Finally, others are considering the possibility of completely cloning a mammoth …
Lionel Cavin : In 2019, a Japanese team announced that it had discovered the presence of biologically active elements in the cells of a mammoth that died 28,000 years ago and preserved in the permafrost of Siberia. This suggests to the most optimistic that one day we will be able to recover cells that are still sufficiently active to recover preserved DNA, allowing this mammoth to be cloned, i.e. to insert its genome into an elephantocyte. It would be the same mechanism as the one that worked in the 1990s for the sheep Dolly. Others consider this impossible: We will never find mammoth cells active enough in the permafrost for their genome to be complete and preserved.
In fact: is not cloning a chimera when we see the fate of the Pyrenean ibex?
Nadir Alvarez : This method of cloning has in fact already been used at the beginning of the millennium for a subspecies of Spanish ibex, but the rebirth took place only a few years after the death of the last individual (living cells were taken from the last representative of the species), and it thus created goat lived only for about ten minutes. The manipulation was not optimal as the ibex was carried by a goat while the researchers could have used a ibex as a surrogate mother. With this technique, instead of reviving the species, we could try to amplify the number of certain species at critical risk of extinction.

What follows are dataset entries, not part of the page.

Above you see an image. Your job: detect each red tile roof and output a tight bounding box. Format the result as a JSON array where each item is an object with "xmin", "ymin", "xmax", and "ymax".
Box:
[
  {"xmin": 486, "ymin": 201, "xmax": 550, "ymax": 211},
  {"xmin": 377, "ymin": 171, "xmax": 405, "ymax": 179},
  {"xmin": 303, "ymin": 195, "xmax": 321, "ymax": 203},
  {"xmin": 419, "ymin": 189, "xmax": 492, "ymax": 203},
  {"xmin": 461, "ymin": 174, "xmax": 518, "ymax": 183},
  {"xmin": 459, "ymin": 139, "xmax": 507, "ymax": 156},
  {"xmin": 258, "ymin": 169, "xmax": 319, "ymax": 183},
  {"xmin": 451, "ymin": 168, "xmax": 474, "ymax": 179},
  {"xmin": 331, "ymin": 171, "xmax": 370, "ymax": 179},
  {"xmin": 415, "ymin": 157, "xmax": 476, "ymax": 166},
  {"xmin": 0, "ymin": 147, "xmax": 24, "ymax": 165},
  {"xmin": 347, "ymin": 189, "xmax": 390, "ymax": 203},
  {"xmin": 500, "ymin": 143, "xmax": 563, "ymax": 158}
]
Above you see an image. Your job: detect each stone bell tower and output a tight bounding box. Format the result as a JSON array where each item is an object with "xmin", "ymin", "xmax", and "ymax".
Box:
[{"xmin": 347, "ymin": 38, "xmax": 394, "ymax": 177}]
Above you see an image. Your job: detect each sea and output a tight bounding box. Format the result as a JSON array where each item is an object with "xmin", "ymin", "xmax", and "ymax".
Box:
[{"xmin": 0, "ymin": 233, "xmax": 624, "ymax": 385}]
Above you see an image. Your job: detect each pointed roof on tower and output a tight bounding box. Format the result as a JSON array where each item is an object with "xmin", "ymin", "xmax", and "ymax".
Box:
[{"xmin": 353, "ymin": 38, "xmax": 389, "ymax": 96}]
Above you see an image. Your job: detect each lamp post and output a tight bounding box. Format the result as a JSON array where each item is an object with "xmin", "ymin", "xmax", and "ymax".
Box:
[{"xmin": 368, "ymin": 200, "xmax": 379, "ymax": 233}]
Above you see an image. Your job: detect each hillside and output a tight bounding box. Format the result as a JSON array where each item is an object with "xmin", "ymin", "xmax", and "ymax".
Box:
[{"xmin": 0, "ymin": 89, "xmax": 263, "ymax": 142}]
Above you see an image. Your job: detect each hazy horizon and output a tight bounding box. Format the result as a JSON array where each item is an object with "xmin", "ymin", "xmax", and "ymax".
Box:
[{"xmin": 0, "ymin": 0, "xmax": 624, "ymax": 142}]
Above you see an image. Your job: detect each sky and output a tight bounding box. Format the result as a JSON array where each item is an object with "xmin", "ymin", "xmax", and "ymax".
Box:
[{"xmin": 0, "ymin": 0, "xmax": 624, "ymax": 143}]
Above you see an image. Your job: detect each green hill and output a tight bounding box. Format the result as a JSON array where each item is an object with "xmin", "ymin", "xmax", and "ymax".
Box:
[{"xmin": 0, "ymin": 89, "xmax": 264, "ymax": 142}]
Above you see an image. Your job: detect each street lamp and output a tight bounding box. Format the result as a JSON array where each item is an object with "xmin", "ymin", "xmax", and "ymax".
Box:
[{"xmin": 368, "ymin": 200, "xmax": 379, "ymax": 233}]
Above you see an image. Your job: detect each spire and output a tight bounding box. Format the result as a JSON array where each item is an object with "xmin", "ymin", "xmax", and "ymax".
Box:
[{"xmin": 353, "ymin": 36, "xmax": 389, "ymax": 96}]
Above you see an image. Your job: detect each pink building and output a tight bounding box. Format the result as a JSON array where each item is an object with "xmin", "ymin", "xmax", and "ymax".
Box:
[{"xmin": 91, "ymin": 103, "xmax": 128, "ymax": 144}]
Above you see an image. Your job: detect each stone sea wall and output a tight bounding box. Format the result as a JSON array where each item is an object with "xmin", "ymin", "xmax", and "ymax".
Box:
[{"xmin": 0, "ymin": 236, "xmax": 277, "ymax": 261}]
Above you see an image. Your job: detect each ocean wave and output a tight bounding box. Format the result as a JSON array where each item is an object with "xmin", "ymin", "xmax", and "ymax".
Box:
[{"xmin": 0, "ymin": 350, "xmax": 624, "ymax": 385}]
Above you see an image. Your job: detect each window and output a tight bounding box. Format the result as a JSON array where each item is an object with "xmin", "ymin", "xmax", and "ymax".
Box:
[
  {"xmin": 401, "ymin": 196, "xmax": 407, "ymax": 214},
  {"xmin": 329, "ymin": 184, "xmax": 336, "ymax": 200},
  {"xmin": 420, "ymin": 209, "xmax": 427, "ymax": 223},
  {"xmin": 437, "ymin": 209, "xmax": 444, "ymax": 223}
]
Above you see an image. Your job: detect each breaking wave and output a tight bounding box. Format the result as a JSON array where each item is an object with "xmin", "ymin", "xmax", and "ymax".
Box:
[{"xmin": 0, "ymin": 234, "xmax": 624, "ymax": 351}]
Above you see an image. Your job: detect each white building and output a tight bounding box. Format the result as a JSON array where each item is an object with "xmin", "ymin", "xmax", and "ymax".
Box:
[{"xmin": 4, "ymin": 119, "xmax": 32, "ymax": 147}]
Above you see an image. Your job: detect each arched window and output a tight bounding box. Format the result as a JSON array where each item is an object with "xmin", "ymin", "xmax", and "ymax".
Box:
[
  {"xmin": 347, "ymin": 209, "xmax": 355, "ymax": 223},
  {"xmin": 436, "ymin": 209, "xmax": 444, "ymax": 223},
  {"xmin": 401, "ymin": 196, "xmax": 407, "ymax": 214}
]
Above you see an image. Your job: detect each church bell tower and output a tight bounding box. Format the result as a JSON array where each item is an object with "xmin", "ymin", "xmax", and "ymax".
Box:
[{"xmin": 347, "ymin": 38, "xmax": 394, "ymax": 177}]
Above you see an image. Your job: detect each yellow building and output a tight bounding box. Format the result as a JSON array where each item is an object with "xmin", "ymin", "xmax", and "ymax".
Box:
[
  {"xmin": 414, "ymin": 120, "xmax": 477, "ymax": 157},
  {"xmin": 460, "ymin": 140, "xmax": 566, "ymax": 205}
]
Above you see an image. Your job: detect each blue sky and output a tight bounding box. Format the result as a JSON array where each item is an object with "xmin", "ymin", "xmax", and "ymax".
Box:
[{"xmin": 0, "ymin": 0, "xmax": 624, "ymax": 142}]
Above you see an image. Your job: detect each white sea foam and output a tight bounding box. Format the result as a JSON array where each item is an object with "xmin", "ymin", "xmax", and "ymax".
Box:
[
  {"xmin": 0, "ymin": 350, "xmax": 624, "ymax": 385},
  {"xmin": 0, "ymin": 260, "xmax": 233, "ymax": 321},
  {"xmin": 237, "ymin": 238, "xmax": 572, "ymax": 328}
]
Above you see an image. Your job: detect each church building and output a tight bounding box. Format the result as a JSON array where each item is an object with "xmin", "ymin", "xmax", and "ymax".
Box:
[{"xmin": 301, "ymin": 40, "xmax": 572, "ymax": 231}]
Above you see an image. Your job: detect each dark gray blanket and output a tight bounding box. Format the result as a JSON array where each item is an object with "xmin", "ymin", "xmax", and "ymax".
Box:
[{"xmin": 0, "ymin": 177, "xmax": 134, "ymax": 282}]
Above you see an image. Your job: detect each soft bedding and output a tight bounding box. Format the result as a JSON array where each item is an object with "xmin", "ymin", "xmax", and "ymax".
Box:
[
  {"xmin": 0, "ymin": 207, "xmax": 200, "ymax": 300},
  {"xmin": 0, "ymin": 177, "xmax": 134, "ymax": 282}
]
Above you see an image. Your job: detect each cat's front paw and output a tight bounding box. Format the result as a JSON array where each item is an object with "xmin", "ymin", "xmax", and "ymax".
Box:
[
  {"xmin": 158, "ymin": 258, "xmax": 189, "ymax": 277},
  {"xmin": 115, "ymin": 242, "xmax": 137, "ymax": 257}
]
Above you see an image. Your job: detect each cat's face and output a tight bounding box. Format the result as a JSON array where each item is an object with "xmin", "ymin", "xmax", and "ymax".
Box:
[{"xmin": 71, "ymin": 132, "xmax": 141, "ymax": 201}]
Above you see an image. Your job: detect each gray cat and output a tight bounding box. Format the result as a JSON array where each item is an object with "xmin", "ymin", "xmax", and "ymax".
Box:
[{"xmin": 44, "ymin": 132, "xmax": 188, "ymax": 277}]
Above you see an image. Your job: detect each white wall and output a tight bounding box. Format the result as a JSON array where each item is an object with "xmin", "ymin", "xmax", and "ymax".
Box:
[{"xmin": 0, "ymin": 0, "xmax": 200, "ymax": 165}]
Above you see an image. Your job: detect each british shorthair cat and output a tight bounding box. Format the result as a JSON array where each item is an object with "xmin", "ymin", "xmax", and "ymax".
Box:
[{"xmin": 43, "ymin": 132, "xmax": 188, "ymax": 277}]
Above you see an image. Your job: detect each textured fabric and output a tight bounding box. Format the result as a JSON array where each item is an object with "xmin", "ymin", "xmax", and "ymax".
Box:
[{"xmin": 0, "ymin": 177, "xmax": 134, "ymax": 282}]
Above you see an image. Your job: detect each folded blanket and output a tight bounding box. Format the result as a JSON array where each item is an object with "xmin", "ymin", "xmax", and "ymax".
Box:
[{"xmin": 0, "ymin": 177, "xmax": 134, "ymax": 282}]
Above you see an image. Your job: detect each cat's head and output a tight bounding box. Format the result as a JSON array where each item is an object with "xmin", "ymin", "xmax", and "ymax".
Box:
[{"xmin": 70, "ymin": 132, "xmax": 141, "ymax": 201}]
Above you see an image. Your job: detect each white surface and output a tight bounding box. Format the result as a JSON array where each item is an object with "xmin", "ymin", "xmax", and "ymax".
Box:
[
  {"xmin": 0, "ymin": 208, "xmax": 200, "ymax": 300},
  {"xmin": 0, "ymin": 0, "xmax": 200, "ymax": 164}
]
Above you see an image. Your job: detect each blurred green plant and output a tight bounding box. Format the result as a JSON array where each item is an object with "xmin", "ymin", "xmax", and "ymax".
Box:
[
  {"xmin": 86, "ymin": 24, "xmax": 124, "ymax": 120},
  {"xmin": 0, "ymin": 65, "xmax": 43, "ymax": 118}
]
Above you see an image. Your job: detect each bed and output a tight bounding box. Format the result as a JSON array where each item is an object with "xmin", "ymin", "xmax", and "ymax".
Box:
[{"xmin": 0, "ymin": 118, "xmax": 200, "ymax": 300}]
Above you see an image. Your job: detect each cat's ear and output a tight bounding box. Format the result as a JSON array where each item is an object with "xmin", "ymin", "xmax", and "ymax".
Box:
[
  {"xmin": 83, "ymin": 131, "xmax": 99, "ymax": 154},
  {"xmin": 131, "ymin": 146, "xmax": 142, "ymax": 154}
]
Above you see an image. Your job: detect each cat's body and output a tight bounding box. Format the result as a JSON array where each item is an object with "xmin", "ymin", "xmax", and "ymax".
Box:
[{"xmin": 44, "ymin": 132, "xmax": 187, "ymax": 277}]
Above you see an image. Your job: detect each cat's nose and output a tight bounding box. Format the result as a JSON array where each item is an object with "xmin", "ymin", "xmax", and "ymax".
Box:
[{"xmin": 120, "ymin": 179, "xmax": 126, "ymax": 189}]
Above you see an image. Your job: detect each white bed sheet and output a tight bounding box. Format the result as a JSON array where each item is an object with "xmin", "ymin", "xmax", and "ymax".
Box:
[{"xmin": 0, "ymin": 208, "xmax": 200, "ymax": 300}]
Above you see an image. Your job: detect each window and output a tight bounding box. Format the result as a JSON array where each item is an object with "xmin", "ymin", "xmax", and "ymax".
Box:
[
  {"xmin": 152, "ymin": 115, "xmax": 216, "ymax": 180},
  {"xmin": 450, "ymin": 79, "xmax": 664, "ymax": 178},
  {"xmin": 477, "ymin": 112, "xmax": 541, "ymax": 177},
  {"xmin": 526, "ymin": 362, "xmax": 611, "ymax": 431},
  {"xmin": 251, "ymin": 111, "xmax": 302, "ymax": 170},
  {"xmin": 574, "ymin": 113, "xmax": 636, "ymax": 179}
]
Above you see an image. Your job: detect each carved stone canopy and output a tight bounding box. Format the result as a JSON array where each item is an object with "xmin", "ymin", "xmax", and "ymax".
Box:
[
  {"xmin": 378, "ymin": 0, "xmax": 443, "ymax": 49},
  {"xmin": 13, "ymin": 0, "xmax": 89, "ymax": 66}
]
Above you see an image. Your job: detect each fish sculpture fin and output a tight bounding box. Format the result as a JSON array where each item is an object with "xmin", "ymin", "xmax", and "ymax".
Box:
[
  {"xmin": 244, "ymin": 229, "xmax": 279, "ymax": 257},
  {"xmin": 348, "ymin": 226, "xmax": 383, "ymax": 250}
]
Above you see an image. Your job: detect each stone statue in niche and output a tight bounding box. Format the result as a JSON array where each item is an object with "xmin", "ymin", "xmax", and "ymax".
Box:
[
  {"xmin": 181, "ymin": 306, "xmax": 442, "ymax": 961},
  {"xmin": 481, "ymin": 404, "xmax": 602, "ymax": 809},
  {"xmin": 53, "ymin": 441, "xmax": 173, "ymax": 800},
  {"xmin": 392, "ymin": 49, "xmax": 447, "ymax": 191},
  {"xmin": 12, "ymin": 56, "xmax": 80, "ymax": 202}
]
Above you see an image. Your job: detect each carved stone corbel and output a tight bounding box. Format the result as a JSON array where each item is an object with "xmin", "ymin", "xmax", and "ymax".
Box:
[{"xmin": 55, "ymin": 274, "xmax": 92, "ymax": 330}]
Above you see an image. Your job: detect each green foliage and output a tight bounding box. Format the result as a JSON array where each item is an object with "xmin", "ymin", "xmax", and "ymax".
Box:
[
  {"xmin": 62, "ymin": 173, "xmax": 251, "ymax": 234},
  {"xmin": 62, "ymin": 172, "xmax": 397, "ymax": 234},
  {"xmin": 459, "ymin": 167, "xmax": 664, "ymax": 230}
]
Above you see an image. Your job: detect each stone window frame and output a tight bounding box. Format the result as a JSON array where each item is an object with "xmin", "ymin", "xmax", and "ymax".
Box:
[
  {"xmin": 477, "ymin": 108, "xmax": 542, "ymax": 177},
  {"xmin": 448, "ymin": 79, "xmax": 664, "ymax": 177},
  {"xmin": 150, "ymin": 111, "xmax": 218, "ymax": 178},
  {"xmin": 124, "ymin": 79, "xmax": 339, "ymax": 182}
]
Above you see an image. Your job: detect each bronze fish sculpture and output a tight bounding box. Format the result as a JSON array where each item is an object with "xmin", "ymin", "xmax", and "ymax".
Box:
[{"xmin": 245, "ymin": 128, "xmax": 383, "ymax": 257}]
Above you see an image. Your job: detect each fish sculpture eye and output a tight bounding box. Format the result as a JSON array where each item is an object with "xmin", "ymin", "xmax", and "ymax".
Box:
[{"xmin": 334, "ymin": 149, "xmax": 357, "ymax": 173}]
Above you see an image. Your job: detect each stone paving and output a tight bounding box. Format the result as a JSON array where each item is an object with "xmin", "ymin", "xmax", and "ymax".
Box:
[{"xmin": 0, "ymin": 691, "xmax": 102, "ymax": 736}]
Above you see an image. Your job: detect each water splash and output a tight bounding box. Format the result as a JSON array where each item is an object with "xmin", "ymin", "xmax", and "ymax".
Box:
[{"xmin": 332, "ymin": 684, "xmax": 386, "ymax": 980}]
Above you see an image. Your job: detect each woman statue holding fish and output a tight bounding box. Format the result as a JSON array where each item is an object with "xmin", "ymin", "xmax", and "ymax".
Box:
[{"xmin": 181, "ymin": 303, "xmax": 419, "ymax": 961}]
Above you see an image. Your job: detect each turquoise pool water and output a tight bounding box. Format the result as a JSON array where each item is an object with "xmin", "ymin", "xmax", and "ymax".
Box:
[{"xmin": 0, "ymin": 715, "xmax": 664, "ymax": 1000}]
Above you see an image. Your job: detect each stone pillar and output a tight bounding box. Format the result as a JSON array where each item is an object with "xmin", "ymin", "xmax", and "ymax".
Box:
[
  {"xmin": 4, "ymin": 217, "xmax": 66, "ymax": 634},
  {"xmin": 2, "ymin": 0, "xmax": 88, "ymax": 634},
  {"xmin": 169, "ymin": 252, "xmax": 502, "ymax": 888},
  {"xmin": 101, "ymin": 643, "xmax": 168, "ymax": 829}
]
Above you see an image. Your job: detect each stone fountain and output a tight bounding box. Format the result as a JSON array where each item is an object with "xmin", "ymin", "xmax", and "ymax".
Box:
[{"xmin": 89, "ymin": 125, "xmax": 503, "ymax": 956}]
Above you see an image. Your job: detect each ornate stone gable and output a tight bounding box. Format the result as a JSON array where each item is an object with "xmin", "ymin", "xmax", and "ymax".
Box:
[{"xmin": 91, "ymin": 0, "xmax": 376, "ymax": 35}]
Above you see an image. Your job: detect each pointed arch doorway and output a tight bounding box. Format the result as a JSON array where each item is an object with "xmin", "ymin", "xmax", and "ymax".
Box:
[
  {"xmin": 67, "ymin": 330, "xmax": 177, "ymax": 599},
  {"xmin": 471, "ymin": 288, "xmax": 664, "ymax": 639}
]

We would then no longer be talking about extinction, but about a kind of genetic and demographic rescue procedure.
Some scientists are thinking of reviving extinct species from samples taken from museums?
Nadir Alvarez : As soon as an organism dies, its DNA fragments almost instantly under the influence of enzymes. Despite this, it was realized that relatively short stretches of DNA could still be sequenced from samples taken from samples kept in collections. The first convincing demonstration was published in 1989 by the team of a Swedish geneticist, who amplified a DNA fragment from a piece of skin of a taxidermied thylacin, stored since 1869 in the Zoological Museum at the University of Zurich.
Lionel Cavin : It is also a museum sample that made it possible to decode the genome of the Christmas ear rat. The latter could also represent a good model species for the development of extinction protocols, given the relatively easy biological and genetic manipulation of these rodents, their large litter (14 pups per female) and their very short generation time (five weeks).
Nadir Alvarez : We would then modify the DNA of a stem cell (or embryonic) of the closest species, whose DNA we would tinker with by inserting specific genes identified thanks to the museum’s sample. Eventually, it would be re-implanted in an oocyte from a surrogate mother of the closest species.
Is there not a risk of, with extinction, diminishing the severity of a species’ disappearance?
Lionel Cavin : Extinction must definitely not compete with the conservation of species. Some biologists believe it would be better to invest the money from extinction in the wages of rangers, for example, to protect endangered species from poachers. But for now, the de-extinction projects remain anecdotal. And the people who invested in the Colossal company, which intends to revive a mammoth, would certainly not have put that money in the WWF …
Nadir Alvarez : We are proponents of sobriety, considering that it is better to protect what already exists than to go further in innovation. But science values eternal progress. We therefore wondered how to combine these two visions. The return of these extinct species would have a strong symbolic impact on people’s minds, as would the emblematic species currently highlighted in protection programs, such as the giant panda or the tiger. For example, if we succeed in reviving the woolly mammoth, megaloceros and woolly rhinos, we will have to reserve huge territories for them in the boreal areas. Large rewilding areas would need to be established to allow them to thrive. It would therefore be thousands of species associated with such ecosystems that would see their habitat protected.